Physical cell-cell forces. Assuming that the system is highly damped, we set the inertial term to 0 so that external forces are balanced by viscous drag: dx/dt = ηf, where the quantity f is the external force acting on a cell, the quantity x is the position of the cell center, and η is the mobility:

$$\frac{d\mathbf{x}}{dt}=\eta \left(\sum _{n\in \text{n}.\text{n}}\left({\rho }_n+{\gamma }_n\right)\widehat{{\mathbf{d}}_n}+\sigma \mathbf{X}\left(t\right)\right).$$ (13)

Here, the sum on n∈n.n indicates summing over nearest neighboring cells; if the cell centered at x has radius R₁ and another cell has radius R₂, the two cells are nearest neighbors if their cell centers are separated by less than R₁ + R₂. The quantities ρ_n and γ_n are magnitudes of repulsion and adhesion forces from neighbor cells, known to be important in epithelial cells, and $\widehat{{\mathbf{d}}_n}$ is a unit vector toward the neighbor cell. The self-generated random force is provided by X(t), which has components sampled from a normal distribution N(0,1); here σ indicates an amplitude factor for X. We refer to σX as an intrinsic stochastic motility. Cell motility has recently been shown to occur in enteroblasts (53), and labeled clones have been shown to split (15, 16). The latter may be due to stochastic motility or random cell shuffling, both of which are captured by the term σX. Forces are indicated in Fig. 3 B. Details are given in the Supporting Material.

Delta-Notch signaling. In the midgut, asymmetric fate outcomes arise through activation of Notch receptor on the surface of one stem cell by Delta ligand on an adjacent stem cell (33, 34, 35, 36, 52, 54). Activation of Notch marks a cell’s commitment to differentiate (52), and is the defining feature of enteroblast identity. Many mathematical models of Delta-Notch interactions separately describe Delta and Notch populations (54, 55, 56, 57), or distinguish between membrane-bound and intracellular Notch (56, 57). To model lateral inhibition signaling, we employed a fictitious protein with values z(t) indicating the “stemness” of a given cell. Delta-Notch interactions between neighboring cells are modeled with the dynamics of z through a delay differential equation. Delta-Notch signaling have been modeled to contain time delays to account for signal transduction (58), and a delayed model of lateral inhibition has been shown to reduce errors in patterning (59).
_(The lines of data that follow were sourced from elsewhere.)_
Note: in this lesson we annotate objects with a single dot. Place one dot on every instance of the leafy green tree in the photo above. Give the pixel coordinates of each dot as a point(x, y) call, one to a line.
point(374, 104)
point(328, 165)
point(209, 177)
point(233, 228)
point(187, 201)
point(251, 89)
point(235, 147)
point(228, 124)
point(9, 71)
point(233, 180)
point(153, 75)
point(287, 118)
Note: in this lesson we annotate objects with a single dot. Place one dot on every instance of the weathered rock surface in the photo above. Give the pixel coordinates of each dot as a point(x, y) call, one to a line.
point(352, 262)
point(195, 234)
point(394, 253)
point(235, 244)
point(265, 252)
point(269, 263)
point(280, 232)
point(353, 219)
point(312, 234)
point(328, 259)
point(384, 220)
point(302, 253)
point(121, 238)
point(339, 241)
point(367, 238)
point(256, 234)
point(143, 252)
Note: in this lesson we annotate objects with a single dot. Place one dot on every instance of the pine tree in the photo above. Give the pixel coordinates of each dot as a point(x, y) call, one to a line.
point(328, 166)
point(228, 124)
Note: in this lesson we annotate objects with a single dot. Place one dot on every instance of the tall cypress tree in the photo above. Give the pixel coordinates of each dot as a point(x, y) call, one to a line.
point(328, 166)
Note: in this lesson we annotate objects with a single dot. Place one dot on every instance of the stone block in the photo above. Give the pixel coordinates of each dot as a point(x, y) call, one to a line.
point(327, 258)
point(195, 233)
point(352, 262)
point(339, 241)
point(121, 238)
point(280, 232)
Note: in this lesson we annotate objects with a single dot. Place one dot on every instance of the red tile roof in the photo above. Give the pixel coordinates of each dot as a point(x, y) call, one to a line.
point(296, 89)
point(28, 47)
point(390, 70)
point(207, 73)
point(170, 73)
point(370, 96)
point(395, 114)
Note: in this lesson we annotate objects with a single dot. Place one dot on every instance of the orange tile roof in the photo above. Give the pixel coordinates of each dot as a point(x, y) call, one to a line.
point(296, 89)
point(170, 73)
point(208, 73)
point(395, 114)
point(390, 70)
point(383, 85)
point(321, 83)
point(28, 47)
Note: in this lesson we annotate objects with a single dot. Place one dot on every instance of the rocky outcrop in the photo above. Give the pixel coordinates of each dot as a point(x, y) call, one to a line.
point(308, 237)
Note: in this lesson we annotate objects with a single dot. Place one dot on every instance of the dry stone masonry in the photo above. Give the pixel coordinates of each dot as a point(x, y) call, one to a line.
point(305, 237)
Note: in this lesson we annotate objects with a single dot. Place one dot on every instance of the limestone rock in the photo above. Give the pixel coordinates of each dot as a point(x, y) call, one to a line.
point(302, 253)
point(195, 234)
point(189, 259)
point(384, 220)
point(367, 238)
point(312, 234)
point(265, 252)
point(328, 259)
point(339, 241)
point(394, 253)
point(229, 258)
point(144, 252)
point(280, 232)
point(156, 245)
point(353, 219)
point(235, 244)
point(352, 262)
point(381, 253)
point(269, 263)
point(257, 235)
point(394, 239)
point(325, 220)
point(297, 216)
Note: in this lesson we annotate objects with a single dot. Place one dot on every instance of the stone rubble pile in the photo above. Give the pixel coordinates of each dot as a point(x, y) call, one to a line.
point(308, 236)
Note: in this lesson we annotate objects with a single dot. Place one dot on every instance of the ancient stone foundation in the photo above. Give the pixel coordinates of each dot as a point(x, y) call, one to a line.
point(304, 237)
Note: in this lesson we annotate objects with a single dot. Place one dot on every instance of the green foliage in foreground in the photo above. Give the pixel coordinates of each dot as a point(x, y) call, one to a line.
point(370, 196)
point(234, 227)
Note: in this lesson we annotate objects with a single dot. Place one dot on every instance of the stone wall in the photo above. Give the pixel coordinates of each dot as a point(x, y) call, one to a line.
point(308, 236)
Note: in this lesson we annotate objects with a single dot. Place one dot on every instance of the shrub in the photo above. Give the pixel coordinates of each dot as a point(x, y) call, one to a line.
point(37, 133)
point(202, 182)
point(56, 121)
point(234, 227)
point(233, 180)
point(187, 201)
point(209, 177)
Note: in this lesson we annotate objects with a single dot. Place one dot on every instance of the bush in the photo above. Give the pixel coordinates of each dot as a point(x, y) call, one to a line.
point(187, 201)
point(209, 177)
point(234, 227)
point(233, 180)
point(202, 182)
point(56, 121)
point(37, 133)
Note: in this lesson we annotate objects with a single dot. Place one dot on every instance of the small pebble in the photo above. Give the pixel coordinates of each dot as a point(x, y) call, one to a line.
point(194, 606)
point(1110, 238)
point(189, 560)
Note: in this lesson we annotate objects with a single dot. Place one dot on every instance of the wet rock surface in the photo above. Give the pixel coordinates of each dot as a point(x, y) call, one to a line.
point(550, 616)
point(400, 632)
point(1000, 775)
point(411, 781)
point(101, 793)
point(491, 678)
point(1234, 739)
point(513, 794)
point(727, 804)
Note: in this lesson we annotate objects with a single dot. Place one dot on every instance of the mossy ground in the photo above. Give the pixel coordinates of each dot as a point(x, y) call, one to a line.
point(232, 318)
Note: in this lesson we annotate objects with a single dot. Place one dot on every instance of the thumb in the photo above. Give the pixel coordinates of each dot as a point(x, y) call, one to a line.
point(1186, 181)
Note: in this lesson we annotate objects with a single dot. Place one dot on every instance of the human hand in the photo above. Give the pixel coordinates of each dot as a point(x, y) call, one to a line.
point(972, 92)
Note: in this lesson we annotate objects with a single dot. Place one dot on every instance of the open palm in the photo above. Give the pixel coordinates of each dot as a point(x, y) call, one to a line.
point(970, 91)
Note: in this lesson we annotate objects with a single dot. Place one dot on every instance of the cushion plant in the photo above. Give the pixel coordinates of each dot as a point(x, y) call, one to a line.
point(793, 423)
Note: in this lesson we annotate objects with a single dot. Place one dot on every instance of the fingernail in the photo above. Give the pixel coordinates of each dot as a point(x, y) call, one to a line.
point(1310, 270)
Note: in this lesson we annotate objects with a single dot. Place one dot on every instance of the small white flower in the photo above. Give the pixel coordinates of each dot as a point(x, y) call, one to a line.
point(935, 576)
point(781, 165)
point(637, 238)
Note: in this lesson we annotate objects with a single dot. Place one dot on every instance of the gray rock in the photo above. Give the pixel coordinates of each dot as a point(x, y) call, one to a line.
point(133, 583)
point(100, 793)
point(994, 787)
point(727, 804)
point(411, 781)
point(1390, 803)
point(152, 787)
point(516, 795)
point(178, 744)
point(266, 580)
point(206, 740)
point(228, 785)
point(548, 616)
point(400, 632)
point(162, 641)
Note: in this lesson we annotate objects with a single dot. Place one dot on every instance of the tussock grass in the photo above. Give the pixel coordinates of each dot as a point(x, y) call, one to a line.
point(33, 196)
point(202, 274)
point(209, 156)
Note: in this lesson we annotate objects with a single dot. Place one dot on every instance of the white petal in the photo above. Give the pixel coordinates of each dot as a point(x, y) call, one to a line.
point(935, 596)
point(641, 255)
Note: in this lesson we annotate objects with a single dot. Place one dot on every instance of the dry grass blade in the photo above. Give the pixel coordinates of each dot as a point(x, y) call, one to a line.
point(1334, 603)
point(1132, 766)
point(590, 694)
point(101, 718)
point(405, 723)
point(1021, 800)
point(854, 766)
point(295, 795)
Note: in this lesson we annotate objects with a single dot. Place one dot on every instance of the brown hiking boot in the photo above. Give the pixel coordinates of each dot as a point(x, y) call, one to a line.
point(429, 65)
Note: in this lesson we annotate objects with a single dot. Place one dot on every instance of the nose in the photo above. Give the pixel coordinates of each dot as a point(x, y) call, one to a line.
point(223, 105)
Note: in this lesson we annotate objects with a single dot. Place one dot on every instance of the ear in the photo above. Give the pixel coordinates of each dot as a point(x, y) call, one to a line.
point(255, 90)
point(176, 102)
For each cell (stem cells and enteroblasts) expressing z, we assume that z is produced within the cell in a nonlinear fashion with saturating effects at level p, and z decays exponentially with rate β. To take into account the effects of nearest neighboring cells, we assume that neighbor cells’ protein levels z_n decreases z production in a given cell with time delay t_n, taking into account protein transport times, see Fig. 3 C. Choosing a sigmoidal Hill function of order m > 1 for the production term, we have for the dynamics of nondimensionalized z:

$$\frac{dz}{dt}=p\left(\frac{z^m}{1+z^m\left(t\right)}\right)\cdot \left(\frac{1}{1+{\left({\sum }_{n\in \text{n}.\text{n}}{z}_n\left(t-t_n\right)/g_n\right)}^k}\right)-\beta z,$$ (14)
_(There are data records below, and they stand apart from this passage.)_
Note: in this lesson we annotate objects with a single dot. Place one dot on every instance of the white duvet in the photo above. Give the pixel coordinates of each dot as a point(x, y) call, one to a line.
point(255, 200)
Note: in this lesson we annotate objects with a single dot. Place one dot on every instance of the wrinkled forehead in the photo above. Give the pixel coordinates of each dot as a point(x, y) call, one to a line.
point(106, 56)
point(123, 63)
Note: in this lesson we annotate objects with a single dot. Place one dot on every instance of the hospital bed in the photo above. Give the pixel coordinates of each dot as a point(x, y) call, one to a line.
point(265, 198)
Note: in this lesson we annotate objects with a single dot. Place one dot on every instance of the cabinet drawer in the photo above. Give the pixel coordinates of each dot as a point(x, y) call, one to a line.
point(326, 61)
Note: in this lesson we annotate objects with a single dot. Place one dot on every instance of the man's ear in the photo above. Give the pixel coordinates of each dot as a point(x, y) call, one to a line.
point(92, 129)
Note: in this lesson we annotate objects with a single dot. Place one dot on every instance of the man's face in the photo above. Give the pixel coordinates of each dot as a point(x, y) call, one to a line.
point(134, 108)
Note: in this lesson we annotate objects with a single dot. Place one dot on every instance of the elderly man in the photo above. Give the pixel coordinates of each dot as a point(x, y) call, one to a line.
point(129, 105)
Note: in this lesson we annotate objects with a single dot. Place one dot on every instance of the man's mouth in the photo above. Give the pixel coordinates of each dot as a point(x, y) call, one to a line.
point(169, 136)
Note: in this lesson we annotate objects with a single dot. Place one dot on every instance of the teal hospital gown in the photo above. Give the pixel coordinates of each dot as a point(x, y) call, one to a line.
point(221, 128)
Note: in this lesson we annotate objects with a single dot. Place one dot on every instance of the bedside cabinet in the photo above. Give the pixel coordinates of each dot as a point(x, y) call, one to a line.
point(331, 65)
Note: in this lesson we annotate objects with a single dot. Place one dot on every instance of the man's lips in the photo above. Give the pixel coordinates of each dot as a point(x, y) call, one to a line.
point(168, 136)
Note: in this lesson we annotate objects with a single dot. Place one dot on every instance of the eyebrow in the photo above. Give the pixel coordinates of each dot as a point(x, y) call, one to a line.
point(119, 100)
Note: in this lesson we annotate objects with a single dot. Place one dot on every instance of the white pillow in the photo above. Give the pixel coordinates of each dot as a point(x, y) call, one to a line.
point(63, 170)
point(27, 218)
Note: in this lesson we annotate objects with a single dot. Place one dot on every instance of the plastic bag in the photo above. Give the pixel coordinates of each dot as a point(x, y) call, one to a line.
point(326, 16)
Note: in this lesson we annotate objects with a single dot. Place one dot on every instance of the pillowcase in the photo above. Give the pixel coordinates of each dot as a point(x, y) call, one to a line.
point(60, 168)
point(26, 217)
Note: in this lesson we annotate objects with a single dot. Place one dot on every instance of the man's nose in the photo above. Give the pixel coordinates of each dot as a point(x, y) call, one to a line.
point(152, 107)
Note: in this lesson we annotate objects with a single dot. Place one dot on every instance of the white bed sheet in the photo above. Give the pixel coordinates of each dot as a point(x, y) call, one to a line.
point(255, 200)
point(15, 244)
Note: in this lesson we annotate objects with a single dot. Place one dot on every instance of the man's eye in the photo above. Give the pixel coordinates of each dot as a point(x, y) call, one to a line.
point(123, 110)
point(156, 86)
where g_n denotes the switch point for neighbor interactions, and m and k are Hill exponents. Given that m > 1, Eq. 14 gives bistable steady states of z with stable fixed points at z^∗ = 0 and z^∗ ≠ 0 and an unstable fixed point in between that we denote by z_u^∗. The nonzero stable fixed point z^∗ ≠ 0 is interpreted as the stem cell state, and the trivial stable fixed point z^∗ = 0 is interpreted as the enteroblast state. A stem cell (that has z > z_u^∗) is defined to have permanently committed to terminal fate and become an enteroblast when its z value falls below the value of the unstable fixed point (z becomes z < z_u^∗). Inhibitory signaling from nearest neighbors cause a stem cell’s z value to be suppressed below z_u^∗, causing commitment. Therefore, in the 2D model, commitment kinetics and commitment rate are determined by dynamics that drive z below a threshold value. An enteroblast has a small value of z compared to stem cells and therefore signals weakly compared to stem cells; it undergoes growth in size to eventually reach the size of an enterocyte; at this point, the enteroblast is converted into an enterocyte, and its z value is set identically to 0. Note that commitment is still an uncorrelated Markov process, and therefore, the fraction of symmetric fate outcomes in steady state is still P(sym) = 1/4. See Supporting Material for details of implementation of the 2D model.

2D model analysis

Simulations with this 2D model successfully recapitulate essential features of the in vivo fly midgut with respect to growth, shrinking, scaling with food, and the presence of stem cells in every part of the epithelium (Fig. 3, D–F; Movie S1). Additionally, cell populations behave qualitatively similar to the nonspatial b = B₀ s/U model in that they are nonoscillatory (similar to Fig. 2 D instead of to Fig. 2 C).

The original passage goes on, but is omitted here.